Personal finance web app for tracking accounts, transactions, and financial health maybe-finance/maybe is a 6-component fullstack written in Ruby. Data flows through 6 distinct pipeline stages. The codebase contains 844 files.
How is maybe architected?
maybe is organized into 4 architecture layers: Web Interface, Business Logic, Data Layer, Configuration. Data flows through 6 distinct pipeline stages. This layered structure keeps concerns separated and modules independent.
How does data flow through maybe?
Data moves through 6 stages: User Authentication → Request Routing → Data Retrieval → Component Rendering → Frontend Interaction → .... Users interact with the Rails web interface to manage their financial accounts and view transaction data. HTTP requests flow through Rails controllers that authenticate users, query the PostgreSQL database for financial data, and render responses using reusable design system components. Background jobs handle data synchronization with external financial services, importing new transactions and updating account balances asynchronously. This pipeline design reflects a complex multi-stage processing system.
What technologies does maybe use?
The core stack includes Ruby on Rails (Web framework providing MVC structure, ORM, routing, and asset pipeline for the personal finance application), PostgreSQL (Primary database storing user accounts, financial transactions, and application data with ACID compliance), Stimulus (JavaScript framework adding progressive enhancement and interactivity to server-rendered HTML components), Redis (Caching layer and message broker for ActionCable WebSocket connections and background job queues), Tailwind CSS (Utility-first CSS framework used within design system components for consistent styling and responsive design), Floating UI (JavaScript library handling dynamic positioning of dropdown menus and tooltips with collision detection). A focused set of dependencies that keeps the build manageable.
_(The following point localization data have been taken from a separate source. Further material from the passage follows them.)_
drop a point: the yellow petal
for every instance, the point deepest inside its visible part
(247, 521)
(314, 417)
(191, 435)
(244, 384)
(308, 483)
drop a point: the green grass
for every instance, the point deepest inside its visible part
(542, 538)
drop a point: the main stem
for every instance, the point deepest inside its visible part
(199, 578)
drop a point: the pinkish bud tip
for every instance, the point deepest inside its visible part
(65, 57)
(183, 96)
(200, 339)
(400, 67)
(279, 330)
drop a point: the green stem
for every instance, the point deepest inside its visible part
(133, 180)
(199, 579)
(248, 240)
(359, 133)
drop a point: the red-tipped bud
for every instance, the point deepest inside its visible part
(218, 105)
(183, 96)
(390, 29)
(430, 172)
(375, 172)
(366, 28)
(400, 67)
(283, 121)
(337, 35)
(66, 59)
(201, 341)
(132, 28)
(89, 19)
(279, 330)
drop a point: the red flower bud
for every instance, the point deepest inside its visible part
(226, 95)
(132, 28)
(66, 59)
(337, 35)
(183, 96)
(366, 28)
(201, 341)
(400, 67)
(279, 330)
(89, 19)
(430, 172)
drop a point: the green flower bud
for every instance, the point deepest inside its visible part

What system dynamics does maybe have?
maybe exhibits 3 data pools (PostgreSQL Database, Redis Cache), 2 feedback loops, 3 control points, 2 delays. The feedback loops handle training-loop and retry. These runtime behaviors shape how the system responds to load, failures, and configuration changes.
What design patterns does maybe use?
3 design patterns detected: Design System Components, Stimulus Controllers, Rails Convention over Configuration.